Re: [RFC PATCH] mm: net: disable kswapd for high-order network buffer allocation

From: Barry Song

Date: Tue Oct 14 2025 - 04:08:25 EST


On Tue, Oct 14, 2025 at 3:26 PM Michal Hocko <mhocko@xxxxxxxx> wrote:
>
> On Mon 13-10-25 20:30:13, Vlastimil Babka wrote:
> > On 10/13/25 12:16, Barry Song wrote:
> > > From: Barry Song <v-songbaohua@xxxxxxxx>
> [...]
> > I wonder if we should either:
> >
> > 1) sacrifice a new __GFP flag specifically for "!allow_spin" case to
> > determine it precisely.
>
> As said in other reply I do not think this is a good fit for this
> specific case as it is all or nothing approach. Soon enough we discover
> that "no effort to reclaim/compact" hurts other usecases. So I do not
> think we need a dedicated flag for this specific case. We need a way to
> tell kswapd/kcompactd how much to try instead.

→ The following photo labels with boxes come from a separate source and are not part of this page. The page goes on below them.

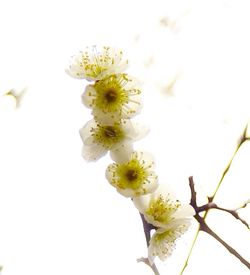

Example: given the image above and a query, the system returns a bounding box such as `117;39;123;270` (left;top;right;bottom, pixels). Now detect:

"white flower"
66;46;128;81
133;185;195;265
80;119;147;161
82;74;141;123
133;185;194;229
106;152;158;197
148;219;191;265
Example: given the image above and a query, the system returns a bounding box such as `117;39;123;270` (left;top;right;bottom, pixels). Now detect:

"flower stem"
138;213;160;275
180;125;250;275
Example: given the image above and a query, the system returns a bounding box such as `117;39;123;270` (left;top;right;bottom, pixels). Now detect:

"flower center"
146;195;179;223
126;169;138;181
104;88;117;103
93;75;129;113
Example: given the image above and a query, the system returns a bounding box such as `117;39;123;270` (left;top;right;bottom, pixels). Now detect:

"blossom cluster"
67;46;194;264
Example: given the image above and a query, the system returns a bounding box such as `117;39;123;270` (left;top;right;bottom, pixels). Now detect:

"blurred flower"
82;74;141;123
80;119;147;161
66;46;128;81
106;152;158;197
133;185;195;265
133;185;194;229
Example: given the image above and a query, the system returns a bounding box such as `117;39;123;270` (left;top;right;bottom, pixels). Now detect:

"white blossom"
80;119;147;161
66;46;128;81
133;185;195;264
82;74;141;123
133;187;194;229
106;151;158;197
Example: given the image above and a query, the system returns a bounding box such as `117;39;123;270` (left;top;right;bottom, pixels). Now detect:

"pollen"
91;123;125;150
106;151;158;197
117;159;148;190
92;74;140;117
146;195;180;223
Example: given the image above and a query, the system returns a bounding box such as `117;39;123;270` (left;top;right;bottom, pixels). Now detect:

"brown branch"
137;213;160;275
197;202;250;229
180;124;250;275
189;177;250;269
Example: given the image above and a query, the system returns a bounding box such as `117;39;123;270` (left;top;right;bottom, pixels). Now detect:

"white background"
0;0;250;275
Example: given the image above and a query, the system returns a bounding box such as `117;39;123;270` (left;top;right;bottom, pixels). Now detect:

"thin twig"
197;202;250;229
180;125;250;275
137;213;160;275
189;177;250;269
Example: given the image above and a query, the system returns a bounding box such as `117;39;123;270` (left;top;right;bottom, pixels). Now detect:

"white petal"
92;109;120;125
82;144;107;161
82;85;96;108
110;142;133;163
79;119;96;144
124;122;149;140
133;194;151;214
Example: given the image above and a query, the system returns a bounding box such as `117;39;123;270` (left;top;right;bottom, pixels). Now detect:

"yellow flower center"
146;195;180;223
93;74;129;113
116;159;148;190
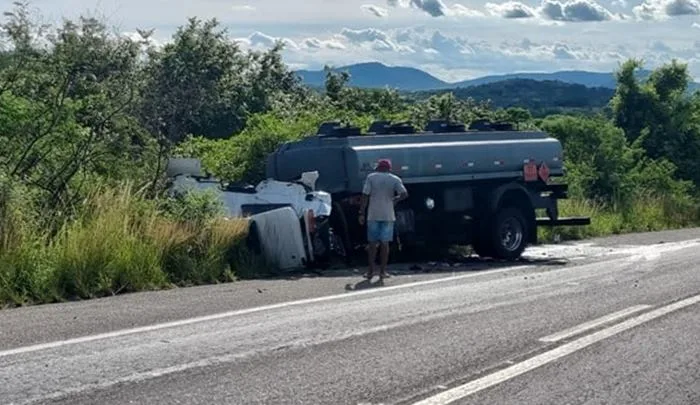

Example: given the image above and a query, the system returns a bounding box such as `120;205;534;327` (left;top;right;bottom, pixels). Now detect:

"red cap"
377;159;391;170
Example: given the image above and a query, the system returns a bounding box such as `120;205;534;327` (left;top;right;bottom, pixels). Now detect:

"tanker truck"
266;120;590;260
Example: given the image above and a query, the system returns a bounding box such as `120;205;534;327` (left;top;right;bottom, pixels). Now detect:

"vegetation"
0;4;700;305
411;79;615;117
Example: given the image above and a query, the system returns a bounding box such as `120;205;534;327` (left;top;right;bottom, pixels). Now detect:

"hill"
296;62;700;91
411;79;615;115
451;70;649;89
295;62;449;91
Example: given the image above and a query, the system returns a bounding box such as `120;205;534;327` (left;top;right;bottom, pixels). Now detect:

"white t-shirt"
362;172;406;222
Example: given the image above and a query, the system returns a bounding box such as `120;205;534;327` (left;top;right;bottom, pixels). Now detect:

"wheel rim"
500;218;523;252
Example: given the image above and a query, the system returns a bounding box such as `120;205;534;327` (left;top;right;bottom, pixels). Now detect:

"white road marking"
414;295;700;405
540;305;651;342
0;266;533;357
0;239;700;358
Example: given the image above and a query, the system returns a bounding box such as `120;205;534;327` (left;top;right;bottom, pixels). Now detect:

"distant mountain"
296;62;700;91
296;62;449;91
451;70;651;89
413;79;615;115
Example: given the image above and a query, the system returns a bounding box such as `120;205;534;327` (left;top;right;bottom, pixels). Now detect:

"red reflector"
523;162;537;181
538;162;549;182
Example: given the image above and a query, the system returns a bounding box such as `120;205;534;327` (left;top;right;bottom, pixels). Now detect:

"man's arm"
394;180;408;204
358;178;372;224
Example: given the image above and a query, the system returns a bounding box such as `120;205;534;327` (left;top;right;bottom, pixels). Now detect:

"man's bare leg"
367;242;377;278
379;242;389;278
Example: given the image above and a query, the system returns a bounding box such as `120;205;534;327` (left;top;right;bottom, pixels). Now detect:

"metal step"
537;217;591;226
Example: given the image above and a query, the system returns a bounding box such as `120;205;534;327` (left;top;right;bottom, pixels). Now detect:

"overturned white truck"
167;158;333;270
267;121;590;260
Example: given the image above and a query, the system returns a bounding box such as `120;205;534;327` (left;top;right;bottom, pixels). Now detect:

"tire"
472;237;494;259
471;218;494;259
489;207;529;261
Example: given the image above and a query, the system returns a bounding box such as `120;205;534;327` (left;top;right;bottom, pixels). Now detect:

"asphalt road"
0;230;700;405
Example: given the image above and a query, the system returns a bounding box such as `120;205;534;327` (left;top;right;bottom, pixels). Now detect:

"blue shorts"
367;221;394;243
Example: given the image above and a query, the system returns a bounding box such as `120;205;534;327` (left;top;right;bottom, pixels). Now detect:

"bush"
0;183;256;305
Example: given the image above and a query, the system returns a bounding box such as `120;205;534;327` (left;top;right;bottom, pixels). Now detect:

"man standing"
359;159;408;279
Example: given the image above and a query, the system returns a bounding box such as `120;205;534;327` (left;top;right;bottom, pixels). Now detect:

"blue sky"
16;0;700;81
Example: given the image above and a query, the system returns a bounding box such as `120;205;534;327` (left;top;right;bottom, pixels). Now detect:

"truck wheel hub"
500;218;523;251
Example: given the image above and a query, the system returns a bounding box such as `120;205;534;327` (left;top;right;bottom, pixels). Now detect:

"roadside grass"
538;196;700;243
0;180;700;307
0;184;256;306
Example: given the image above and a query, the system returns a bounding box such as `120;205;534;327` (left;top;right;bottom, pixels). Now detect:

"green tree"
141;18;300;142
611;60;700;184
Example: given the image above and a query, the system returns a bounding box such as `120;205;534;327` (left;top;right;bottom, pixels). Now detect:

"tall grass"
539;195;700;242
0;184;254;305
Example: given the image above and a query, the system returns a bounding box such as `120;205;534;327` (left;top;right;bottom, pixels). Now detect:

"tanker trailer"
267;121;590;260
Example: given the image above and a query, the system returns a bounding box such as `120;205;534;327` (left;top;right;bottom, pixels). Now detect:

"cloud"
387;0;450;17
484;1;536;19
485;0;616;22
231;4;255;11
301;38;346;50
632;0;700;20
541;0;614;22
340;28;414;53
360;4;389;18
449;4;484;17
247;31;299;49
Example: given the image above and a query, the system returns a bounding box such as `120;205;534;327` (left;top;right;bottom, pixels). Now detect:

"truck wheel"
490;207;528;260
471;218;494;259
472;238;493;258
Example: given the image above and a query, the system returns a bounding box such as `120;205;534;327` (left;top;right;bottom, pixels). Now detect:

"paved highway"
0;230;700;405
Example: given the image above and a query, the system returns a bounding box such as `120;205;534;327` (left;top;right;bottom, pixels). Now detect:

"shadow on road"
270;252;569;280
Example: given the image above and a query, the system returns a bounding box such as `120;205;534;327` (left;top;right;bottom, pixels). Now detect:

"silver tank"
267;131;563;194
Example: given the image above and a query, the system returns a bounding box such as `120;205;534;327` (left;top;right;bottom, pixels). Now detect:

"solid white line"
540;305;651;342
414;295;700;405
0;266;533;357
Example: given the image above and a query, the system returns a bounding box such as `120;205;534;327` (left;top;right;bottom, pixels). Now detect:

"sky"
13;0;700;82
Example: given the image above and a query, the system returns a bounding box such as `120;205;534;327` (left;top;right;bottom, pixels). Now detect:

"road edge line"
413;295;700;405
540;305;652;343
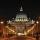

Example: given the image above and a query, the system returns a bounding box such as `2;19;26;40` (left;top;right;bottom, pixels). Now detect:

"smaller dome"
15;6;28;21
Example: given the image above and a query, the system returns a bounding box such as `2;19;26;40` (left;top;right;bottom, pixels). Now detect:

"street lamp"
35;21;39;40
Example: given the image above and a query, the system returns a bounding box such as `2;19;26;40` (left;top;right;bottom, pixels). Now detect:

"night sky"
0;0;40;18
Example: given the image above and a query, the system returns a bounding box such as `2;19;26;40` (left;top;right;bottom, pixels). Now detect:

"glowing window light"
0;21;4;24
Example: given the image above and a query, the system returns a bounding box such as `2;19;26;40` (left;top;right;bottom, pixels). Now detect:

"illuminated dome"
15;6;28;21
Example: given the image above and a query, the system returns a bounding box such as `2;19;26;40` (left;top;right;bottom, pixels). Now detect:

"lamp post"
35;21;39;40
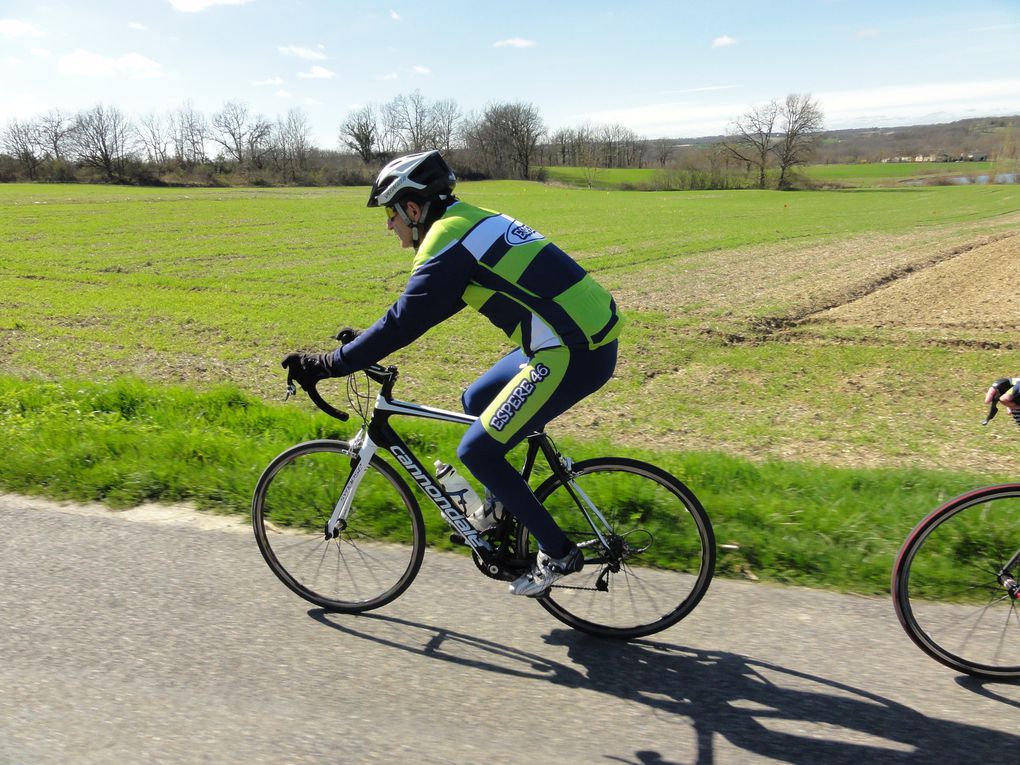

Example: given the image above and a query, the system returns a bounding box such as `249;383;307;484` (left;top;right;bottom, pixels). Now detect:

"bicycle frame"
325;374;591;558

+Baolin, who may have observed the same issue.

An issue with vmscan is that kcompactd is woken up very late, only after
reclaiming a large number of order-0 pages to satisfy an order-3
application.

static int balance_pgdat(pg_data_t *pgdat, int order, int highest_zoneidx)
{

...
balanced = pgdat_balanced(pgdat, sc.order, highest_zoneidx);
if (!balanced && nr_boost_reclaim) {
nr_boost_reclaim = 0;
goto restart;
}

/*
* If boosting is not active then only reclaim if there are no
* eligible zones. Note that sc.reclaim_idx is not used as
* buffer_heads_over_limit may have adjusted it.
*/
if (!nr_boost_reclaim && balanced)
goto out;
...
if (kswapd_shrink_node(pgdat, &sc))
raise_priority = false;
...

out:

...
/*
* As there is now likely space, wakeup kcompact to defragment
* pageblocks.
*/
wakeup_kcompactd(pgdat, pageblock_order, highest_zoneidx);
}

As pgdat_balanced() needs at least one 3-order pages to return true:

bool __zone_watermark_ok(struct zone *z, unsigned int order, unsigned long mark,
int highest_zoneidx, unsigned int alloc_flags,
long free_pages)
{
...
if (free_pages <= min + z->lowmem_reserve[highest_zoneidx])
return false;

/* If this is an order-0 request then the watermark is fine */
if (!order)
return true;

/* For a high-order request, check at least one suitable page is free */
for (o = order; o < NR_PAGE_ORDERS; o++) {
struct free_area *area = &z->free_area[o];
int mt;

if (!area->nr_free)
continue;

for (mt = 0; mt < MIGRATE_PCPTYPES; mt++) {
if (!free_area_empty(area, mt))
return true;
}

#ifdef CONFIG_CMA
if ((alloc_flags & ALLOC_CMA) &&
!free_area_empty(area, MIGRATE_CMA)) {
return true;
}
#endif
if ((alloc_flags & (ALLOC_HIGHATOMIC|ALLOC_OOM)) &&
!free_area_empty(area, MIGRATE_HIGHATOMIC)) {
return true;
}

}

This appears to be incorrect and will always lead to over-reclamation in order0
to satisfy high-order applications.

I wonder if we should "goto out" earlier to wake up kcompactd when there
is plenty of memory available, even if no order-3 pages exist.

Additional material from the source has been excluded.